At 38, this director of community relations for assisted living communities in the Southington area of Connecticut admits her frown line area has bothered her for some time. “People continuously say to me ‘you need to relax, you need to calm down,”‘ she says, noting that they think she’s constantly stressed out. “I don’t feel that, but I know that my face has always shown everything.”

She is soon ushered into an examination room. Kirwan asks if she is nervous. “Now, I am,” she responds with a weak smile.

“We’ll do this side, then the other,” he says, deftly injecting a syringe full of Botox into each of her frown lines. The silence is broken only by the steady click of media cameras. There is a little bleeding, followed by some redness and swelling, which subsides immediately.

“You’ll see the result in four to five days, and it will last from four to five months,” he tells her. Murphy is given an ice pack, to be held on the injected area for about 15 minutes. She’s also instructed to keep her head elevated for the next three to four hours and not to engage in any heavy exercise.

Kirwan’s surgical administrator, Lisa Topham, explains that by elevating the head, it is less likely the Botox will travel from the injected area into the eyelid area, thus minimizing the risk of droopy eyelid. Topham, a registered nurse who also administers Botox injections, says patients are additionally told to continue making the expression that created the lines in the first place: “If you have frown lines, you want to frown. If you have horizontal forehead lines, raise your brows, and squint your eyes for crow’s-feet.” Doing so evenly distributes the Botox through the area.
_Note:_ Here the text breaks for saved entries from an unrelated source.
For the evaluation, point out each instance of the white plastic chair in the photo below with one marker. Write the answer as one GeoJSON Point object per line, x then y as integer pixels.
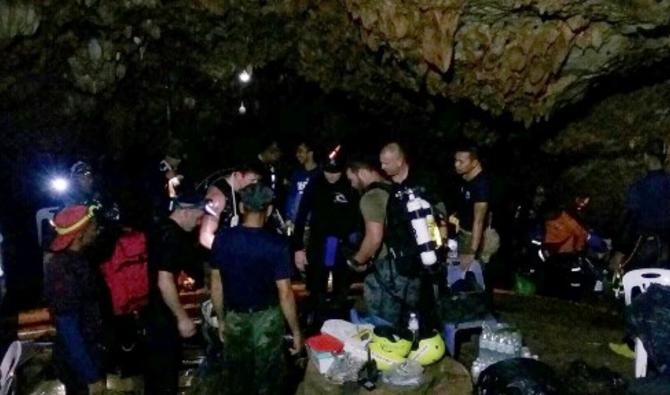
{"type": "Point", "coordinates": [8, 368]}
{"type": "Point", "coordinates": [642, 279]}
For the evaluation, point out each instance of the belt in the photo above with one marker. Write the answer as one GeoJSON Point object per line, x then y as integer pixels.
{"type": "Point", "coordinates": [249, 310]}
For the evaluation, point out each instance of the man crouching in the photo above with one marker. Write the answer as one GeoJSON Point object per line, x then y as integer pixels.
{"type": "Point", "coordinates": [251, 288]}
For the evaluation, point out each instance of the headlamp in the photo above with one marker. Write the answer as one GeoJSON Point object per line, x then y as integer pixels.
{"type": "Point", "coordinates": [59, 184]}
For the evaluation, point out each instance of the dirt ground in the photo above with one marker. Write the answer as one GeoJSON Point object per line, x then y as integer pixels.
{"type": "Point", "coordinates": [558, 331]}
{"type": "Point", "coordinates": [562, 332]}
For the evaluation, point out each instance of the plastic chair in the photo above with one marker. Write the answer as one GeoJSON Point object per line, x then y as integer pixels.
{"type": "Point", "coordinates": [451, 328]}
{"type": "Point", "coordinates": [8, 368]}
{"type": "Point", "coordinates": [642, 279]}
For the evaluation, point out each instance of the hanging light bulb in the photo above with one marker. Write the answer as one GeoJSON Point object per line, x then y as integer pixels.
{"type": "Point", "coordinates": [245, 75]}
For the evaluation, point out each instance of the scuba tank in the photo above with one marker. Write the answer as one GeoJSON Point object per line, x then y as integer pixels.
{"type": "Point", "coordinates": [420, 216]}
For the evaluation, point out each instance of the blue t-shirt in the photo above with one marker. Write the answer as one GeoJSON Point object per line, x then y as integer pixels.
{"type": "Point", "coordinates": [250, 260]}
{"type": "Point", "coordinates": [298, 182]}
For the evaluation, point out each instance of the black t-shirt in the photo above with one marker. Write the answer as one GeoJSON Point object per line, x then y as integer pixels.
{"type": "Point", "coordinates": [333, 209]}
{"type": "Point", "coordinates": [477, 190]}
{"type": "Point", "coordinates": [250, 260]}
{"type": "Point", "coordinates": [232, 199]}
{"type": "Point", "coordinates": [173, 250]}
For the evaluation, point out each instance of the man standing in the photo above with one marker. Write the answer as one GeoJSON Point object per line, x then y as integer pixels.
{"type": "Point", "coordinates": [300, 178]}
{"type": "Point", "coordinates": [72, 292]}
{"type": "Point", "coordinates": [329, 204]}
{"type": "Point", "coordinates": [268, 160]}
{"type": "Point", "coordinates": [646, 230]}
{"type": "Point", "coordinates": [472, 209]}
{"type": "Point", "coordinates": [251, 290]}
{"type": "Point", "coordinates": [385, 291]}
{"type": "Point", "coordinates": [171, 250]}
{"type": "Point", "coordinates": [222, 201]}
{"type": "Point", "coordinates": [404, 253]}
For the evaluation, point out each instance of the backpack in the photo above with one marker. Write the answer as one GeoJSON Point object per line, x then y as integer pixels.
{"type": "Point", "coordinates": [399, 233]}
{"type": "Point", "coordinates": [126, 273]}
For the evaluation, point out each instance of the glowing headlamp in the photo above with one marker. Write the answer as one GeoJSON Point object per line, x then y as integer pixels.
{"type": "Point", "coordinates": [59, 184]}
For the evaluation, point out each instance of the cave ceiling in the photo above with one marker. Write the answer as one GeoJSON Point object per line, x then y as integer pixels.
{"type": "Point", "coordinates": [525, 58]}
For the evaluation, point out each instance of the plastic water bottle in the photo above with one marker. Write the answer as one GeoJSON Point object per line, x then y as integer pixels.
{"type": "Point", "coordinates": [413, 325]}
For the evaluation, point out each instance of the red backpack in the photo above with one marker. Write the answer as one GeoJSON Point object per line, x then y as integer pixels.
{"type": "Point", "coordinates": [126, 273]}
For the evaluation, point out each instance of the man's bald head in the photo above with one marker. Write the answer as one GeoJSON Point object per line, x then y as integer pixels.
{"type": "Point", "coordinates": [394, 161]}
{"type": "Point", "coordinates": [393, 149]}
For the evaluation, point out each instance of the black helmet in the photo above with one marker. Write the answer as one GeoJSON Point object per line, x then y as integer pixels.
{"type": "Point", "coordinates": [81, 168]}
{"type": "Point", "coordinates": [333, 162]}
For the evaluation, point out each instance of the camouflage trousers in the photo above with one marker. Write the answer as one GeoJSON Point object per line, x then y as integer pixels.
{"type": "Point", "coordinates": [389, 295]}
{"type": "Point", "coordinates": [253, 358]}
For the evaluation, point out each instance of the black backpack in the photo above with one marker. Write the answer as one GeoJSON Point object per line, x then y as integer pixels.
{"type": "Point", "coordinates": [399, 234]}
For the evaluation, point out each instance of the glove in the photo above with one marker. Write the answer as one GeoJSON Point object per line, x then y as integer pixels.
{"type": "Point", "coordinates": [357, 266]}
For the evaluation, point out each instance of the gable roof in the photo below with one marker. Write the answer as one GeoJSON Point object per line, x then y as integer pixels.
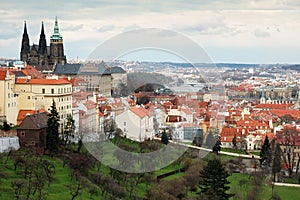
{"type": "Point", "coordinates": [117, 70]}
{"type": "Point", "coordinates": [139, 111]}
{"type": "Point", "coordinates": [59, 81]}
{"type": "Point", "coordinates": [34, 122]}
{"type": "Point", "coordinates": [67, 69]}
{"type": "Point", "coordinates": [23, 113]}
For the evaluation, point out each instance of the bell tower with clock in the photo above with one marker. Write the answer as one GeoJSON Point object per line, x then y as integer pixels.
{"type": "Point", "coordinates": [56, 47]}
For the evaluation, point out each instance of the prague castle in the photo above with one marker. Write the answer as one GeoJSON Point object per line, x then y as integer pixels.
{"type": "Point", "coordinates": [41, 54]}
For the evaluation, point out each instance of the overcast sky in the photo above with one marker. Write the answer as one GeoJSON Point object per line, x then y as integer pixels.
{"type": "Point", "coordinates": [240, 31]}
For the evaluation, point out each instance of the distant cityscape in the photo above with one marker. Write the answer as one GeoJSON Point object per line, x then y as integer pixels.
{"type": "Point", "coordinates": [245, 103]}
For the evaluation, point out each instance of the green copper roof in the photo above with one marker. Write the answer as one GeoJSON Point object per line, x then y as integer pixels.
{"type": "Point", "coordinates": [56, 35]}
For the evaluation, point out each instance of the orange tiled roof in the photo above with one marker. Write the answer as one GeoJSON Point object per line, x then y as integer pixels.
{"type": "Point", "coordinates": [59, 81]}
{"type": "Point", "coordinates": [90, 104]}
{"type": "Point", "coordinates": [281, 112]}
{"type": "Point", "coordinates": [139, 111]}
{"type": "Point", "coordinates": [187, 111]}
{"type": "Point", "coordinates": [274, 106]}
{"type": "Point", "coordinates": [23, 113]}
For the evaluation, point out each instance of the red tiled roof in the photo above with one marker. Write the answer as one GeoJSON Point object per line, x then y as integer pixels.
{"type": "Point", "coordinates": [139, 111]}
{"type": "Point", "coordinates": [31, 71]}
{"type": "Point", "coordinates": [187, 111]}
{"type": "Point", "coordinates": [23, 113]}
{"type": "Point", "coordinates": [273, 106]}
{"type": "Point", "coordinates": [90, 104]}
{"type": "Point", "coordinates": [59, 81]}
{"type": "Point", "coordinates": [281, 112]}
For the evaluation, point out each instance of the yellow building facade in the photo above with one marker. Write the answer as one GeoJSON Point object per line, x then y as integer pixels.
{"type": "Point", "coordinates": [8, 98]}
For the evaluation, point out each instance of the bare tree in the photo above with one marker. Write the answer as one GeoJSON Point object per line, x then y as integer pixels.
{"type": "Point", "coordinates": [287, 139]}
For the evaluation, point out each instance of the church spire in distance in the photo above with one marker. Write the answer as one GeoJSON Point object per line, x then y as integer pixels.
{"type": "Point", "coordinates": [56, 35]}
{"type": "Point", "coordinates": [42, 42]}
{"type": "Point", "coordinates": [25, 45]}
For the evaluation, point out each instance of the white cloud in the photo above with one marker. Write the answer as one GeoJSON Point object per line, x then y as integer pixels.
{"type": "Point", "coordinates": [265, 24]}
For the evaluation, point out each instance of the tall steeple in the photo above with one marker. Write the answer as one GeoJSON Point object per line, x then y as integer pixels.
{"type": "Point", "coordinates": [25, 48]}
{"type": "Point", "coordinates": [57, 55]}
{"type": "Point", "coordinates": [42, 42]}
{"type": "Point", "coordinates": [56, 35]}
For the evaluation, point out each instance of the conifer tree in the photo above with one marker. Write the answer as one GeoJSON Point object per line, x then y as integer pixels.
{"type": "Point", "coordinates": [234, 142]}
{"type": "Point", "coordinates": [265, 152]}
{"type": "Point", "coordinates": [217, 147]}
{"type": "Point", "coordinates": [276, 164]}
{"type": "Point", "coordinates": [52, 134]}
{"type": "Point", "coordinates": [164, 137]}
{"type": "Point", "coordinates": [213, 181]}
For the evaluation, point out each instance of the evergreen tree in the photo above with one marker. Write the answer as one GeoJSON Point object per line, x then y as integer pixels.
{"type": "Point", "coordinates": [213, 181]}
{"type": "Point", "coordinates": [265, 153]}
{"type": "Point", "coordinates": [276, 164]}
{"type": "Point", "coordinates": [234, 141]}
{"type": "Point", "coordinates": [52, 135]}
{"type": "Point", "coordinates": [217, 147]}
{"type": "Point", "coordinates": [210, 140]}
{"type": "Point", "coordinates": [164, 137]}
{"type": "Point", "coordinates": [69, 129]}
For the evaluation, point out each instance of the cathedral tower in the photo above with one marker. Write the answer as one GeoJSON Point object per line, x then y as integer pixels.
{"type": "Point", "coordinates": [56, 47]}
{"type": "Point", "coordinates": [25, 48]}
{"type": "Point", "coordinates": [43, 55]}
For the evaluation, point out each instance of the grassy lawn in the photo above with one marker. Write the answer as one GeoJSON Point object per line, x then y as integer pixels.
{"type": "Point", "coordinates": [285, 193]}
{"type": "Point", "coordinates": [56, 190]}
{"type": "Point", "coordinates": [231, 150]}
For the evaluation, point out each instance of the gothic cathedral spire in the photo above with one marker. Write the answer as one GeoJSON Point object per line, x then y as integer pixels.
{"type": "Point", "coordinates": [42, 42]}
{"type": "Point", "coordinates": [25, 48]}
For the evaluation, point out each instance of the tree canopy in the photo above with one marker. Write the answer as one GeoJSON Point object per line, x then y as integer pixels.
{"type": "Point", "coordinates": [266, 153]}
{"type": "Point", "coordinates": [52, 133]}
{"type": "Point", "coordinates": [213, 181]}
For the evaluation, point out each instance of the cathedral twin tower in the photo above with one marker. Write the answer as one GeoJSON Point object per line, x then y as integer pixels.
{"type": "Point", "coordinates": [41, 54]}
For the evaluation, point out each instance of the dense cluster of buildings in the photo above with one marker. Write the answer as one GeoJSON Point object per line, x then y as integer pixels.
{"type": "Point", "coordinates": [249, 109]}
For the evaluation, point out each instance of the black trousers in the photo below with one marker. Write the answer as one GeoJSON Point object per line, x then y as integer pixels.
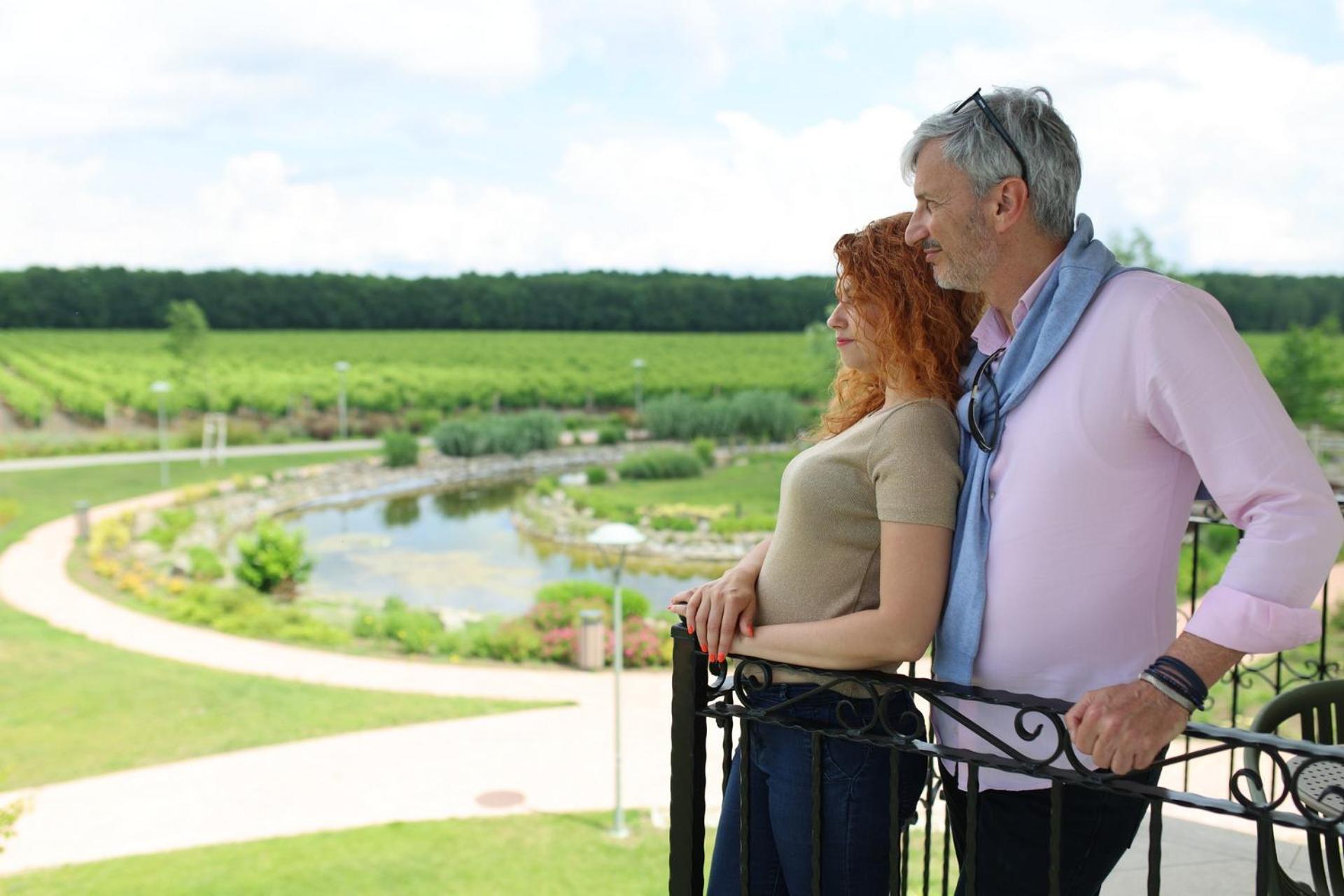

Murphy is much more relaxed once the procedure ends. “It wasn’t painful, but being poked with a needle isn’t pleasant,” she says, after Kirwan leaves to go to his next patient. “When the needle went in, I felt it a little bit.”

In an examination room across the hallway, Hartford-area radio personalities Megan Doll, 32, and Mary Scanlon, 28, wait for their Botox intro.

“I’m going to have the vertical (frown) lines done,” says Doll, who produces a radio morning show. “We’ve always said we’re going to do this since Botox came out. My husband thinks I’m crazy. He said, ‘Why are you getting it done if it’s just going to go away?’ and I said ‘Why do people get haircuts?’ That won the argument.”

“I can’t believe you don’t notice those things on my face,’ says Scanlon, co-host of a Hartford radio show. “They’re like ravines,” she says of her forehead lines. “I can stick my finger in them.”

“I hope he comes in here before the numbing cream wears off,” Doll says.